Não por acaso, a Guarda Revolucionária do Irão bombardeou o Curdistão iraquiano onde estão algumas bases do Partido Democrático do Curdistão Iraniano e do Komala (partido armado dos cudos do Irão), acusando-os de estarem a fomentar os protestos no Irão.

Ataques iranianos em território curdo no Iraque. Foto: Kurdistan24.net

O “preço” de ser curdo(a)

O Instituto Curdo de Paris lembra que as mulheres curdas, de tradição laica, gozam de maior liberdade em comparação com as outras compatriotas na maioria das sociedades muçulmanas e são muito relutantes em usar o véu. Estão também muito envolvidas politicamente e pagam um alto preço pela defesa dos seus direitos.
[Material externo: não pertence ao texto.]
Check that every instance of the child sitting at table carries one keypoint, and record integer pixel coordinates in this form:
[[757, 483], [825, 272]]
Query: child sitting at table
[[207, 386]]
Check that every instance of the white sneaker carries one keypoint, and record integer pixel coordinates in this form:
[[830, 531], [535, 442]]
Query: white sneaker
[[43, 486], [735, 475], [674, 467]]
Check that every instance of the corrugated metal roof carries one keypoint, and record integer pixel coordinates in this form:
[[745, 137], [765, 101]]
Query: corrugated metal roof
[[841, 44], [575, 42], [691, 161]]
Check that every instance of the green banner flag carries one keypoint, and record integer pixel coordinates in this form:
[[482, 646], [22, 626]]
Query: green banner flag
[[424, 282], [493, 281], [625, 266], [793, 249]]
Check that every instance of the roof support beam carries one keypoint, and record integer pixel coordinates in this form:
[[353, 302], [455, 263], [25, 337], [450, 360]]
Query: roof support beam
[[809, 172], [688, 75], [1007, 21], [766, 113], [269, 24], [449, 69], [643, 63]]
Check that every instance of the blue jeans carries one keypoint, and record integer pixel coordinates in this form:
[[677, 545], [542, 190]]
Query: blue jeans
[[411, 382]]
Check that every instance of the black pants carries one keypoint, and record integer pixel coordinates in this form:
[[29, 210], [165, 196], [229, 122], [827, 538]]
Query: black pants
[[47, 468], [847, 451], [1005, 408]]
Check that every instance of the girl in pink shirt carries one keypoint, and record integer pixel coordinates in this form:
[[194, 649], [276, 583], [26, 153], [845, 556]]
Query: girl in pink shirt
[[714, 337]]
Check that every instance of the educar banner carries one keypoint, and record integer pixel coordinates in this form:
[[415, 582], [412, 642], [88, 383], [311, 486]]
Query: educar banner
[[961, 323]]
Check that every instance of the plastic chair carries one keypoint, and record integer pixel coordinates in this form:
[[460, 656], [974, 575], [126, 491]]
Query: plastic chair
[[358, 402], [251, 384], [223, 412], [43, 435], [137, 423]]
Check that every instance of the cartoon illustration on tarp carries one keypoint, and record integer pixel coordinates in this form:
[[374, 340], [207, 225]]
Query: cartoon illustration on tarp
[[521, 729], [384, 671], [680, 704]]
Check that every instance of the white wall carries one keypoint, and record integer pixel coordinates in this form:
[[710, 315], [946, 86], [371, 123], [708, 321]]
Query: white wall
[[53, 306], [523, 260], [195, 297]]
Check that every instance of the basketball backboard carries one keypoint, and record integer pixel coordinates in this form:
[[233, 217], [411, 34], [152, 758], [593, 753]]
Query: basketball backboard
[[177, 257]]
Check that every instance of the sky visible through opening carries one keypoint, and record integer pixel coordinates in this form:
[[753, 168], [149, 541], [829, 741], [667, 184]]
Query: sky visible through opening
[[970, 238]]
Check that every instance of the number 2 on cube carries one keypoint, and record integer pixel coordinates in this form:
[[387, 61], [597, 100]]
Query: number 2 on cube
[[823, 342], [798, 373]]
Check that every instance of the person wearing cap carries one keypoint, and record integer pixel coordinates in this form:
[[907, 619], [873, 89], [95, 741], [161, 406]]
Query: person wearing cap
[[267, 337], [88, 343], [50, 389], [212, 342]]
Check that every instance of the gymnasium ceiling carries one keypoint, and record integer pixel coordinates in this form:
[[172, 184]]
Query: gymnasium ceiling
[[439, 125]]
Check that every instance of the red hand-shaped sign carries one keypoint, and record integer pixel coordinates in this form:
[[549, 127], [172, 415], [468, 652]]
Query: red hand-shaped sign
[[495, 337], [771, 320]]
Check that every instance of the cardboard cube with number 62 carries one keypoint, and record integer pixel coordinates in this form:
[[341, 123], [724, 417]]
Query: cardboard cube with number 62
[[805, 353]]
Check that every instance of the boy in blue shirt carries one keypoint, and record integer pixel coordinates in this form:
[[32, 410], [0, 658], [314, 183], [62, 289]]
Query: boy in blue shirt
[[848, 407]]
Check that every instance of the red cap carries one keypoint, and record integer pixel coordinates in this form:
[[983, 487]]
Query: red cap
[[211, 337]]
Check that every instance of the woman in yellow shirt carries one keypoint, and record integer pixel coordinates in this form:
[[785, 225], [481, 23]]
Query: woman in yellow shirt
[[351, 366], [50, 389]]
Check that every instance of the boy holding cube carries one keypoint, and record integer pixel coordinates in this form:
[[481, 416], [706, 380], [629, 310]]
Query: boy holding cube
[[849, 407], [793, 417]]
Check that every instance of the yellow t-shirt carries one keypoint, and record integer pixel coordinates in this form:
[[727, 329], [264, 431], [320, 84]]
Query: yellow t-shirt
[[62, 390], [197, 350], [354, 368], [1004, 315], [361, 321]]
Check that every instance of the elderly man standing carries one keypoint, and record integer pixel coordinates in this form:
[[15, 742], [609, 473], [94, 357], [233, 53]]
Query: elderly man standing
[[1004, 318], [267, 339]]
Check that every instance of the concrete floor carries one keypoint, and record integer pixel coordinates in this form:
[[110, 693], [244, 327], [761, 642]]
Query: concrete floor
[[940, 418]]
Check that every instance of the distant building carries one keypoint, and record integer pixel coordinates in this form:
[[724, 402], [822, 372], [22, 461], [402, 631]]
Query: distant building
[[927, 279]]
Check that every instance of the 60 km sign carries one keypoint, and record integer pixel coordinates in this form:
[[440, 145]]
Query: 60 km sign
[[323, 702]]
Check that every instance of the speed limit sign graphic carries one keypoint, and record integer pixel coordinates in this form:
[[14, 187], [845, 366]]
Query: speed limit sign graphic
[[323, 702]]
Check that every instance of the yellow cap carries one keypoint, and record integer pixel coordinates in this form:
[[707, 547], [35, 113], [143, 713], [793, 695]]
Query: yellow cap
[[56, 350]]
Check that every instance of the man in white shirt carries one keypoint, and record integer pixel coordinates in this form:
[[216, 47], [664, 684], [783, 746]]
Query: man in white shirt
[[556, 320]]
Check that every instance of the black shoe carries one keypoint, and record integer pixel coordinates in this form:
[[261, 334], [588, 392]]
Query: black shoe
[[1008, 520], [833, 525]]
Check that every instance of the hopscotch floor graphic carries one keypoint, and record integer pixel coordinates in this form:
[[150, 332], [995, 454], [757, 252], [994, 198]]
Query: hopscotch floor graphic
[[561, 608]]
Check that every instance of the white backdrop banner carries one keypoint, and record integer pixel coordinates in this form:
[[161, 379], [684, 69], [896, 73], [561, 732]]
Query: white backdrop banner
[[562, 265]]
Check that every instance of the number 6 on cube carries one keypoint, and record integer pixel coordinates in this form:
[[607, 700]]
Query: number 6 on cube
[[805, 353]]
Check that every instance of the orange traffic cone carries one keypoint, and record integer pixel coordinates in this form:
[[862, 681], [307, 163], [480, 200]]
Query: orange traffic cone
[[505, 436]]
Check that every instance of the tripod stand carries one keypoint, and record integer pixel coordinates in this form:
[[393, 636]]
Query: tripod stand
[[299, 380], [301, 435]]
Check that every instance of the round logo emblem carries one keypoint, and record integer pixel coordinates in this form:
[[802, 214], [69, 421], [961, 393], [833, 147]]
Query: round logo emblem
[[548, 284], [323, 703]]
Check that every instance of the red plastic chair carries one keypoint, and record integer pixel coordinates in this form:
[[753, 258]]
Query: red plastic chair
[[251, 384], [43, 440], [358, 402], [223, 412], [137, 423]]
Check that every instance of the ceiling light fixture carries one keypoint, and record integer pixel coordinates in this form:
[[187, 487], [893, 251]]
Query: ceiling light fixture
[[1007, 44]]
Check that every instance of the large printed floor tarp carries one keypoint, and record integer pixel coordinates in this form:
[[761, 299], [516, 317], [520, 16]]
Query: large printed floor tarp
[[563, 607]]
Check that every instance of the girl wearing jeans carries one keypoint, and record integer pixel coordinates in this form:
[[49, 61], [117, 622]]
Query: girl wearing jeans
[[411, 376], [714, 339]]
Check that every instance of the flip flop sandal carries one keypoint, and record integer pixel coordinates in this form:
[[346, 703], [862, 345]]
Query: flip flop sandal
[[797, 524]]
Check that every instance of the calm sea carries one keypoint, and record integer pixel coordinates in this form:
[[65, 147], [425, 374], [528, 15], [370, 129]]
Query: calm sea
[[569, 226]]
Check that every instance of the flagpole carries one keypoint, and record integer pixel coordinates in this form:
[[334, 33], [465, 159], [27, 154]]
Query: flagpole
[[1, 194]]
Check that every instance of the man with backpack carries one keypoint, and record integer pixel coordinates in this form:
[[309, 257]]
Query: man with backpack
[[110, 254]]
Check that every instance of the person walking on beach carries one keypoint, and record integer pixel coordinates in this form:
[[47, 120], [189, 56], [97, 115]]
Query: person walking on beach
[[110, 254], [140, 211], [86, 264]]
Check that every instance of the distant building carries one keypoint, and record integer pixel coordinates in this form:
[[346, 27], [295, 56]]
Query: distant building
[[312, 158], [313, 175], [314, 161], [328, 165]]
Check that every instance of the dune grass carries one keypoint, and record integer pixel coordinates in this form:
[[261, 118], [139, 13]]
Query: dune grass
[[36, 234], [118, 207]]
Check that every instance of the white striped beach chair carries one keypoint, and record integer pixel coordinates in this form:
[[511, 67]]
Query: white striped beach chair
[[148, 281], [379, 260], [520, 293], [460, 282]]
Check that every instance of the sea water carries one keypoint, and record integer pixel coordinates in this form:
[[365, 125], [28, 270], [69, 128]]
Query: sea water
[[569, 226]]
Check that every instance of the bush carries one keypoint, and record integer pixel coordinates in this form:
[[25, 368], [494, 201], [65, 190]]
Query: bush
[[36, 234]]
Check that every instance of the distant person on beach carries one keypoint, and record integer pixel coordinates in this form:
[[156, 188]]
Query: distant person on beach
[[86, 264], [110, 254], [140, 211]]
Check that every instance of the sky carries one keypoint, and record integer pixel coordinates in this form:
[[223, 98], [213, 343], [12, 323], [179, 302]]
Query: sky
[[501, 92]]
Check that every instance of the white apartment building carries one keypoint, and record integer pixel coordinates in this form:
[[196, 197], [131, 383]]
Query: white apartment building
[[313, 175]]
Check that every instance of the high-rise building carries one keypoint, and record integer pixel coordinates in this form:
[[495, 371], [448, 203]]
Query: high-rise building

Os curdos são um povo – talvez 36 milhões de pessoas – quase totalmente ignorado por grande parte do ocidente na questão que para eles é a mais importante: a sua autonomia. Houve muitas referências quando combateram e travaram a organização Estado Islâmico (na Síria e no Iraque), mais recentemente quando o Presidente turco fez deles moeda de troca para admitir a entrada da Finlândia e da Suécia na NATO (o que ainda se está para ver…), mas para além disso, muito pouco. Aliás, muitos países ocidentais recusaram acolher os filhos e as mulheres dos combatentes do Estado Islâmico, deixando-os em campos geridos pelos curdos, como se fossem os curdos que tivessem de arcar com esse fardo. Não se fala dos curdos quando a Turquia bombardeia e mata combatentes curdos no norte do Iraque ou no norte da Síria. Aliás, tal como em relação aos palestinianos, o que o ocidente faz com mais facilidade é classificá-los de terroristas.

Chorar por quem?

A juntar às duas mulheres já referidas, não há muito tempo, Shireen Abu Akleh (palestino-americana), jornalista da Al Jazeera, foi morta por um soldado israelita quando estava em reportagem na Cisjordânia. Com muita relutância, Israel reconheceu a “forte probabilidade” de ter sido uma bala israelita que matou Shireen, mas não de forma deliberada e, portanto, não fará qualquer investigação criminal.

É assim que a história destas três mulheres, do Império britânico, dos curdos e dos palestinianos, se toca: a Rainha, que nunca teve uma palavra sobre a herança que o Império britânico deixou a curdos e palestinianos; Shireen, que muito provavelmente não estaria na Cisjordânia se a Declaração Balfour não tivesse existido; e Mahsa, que muito provavelmente não teria necessidade de usar o véu se o território curdo não tivesse sido espartilhado entre quatro países e fosse agora uma região autónoma ou independente.

Nestas três mortes, cada um chora as mulheres que considera merecedoras de reconhecimento. As que lutaram pela Liberdade, sem dúvida que o merecem.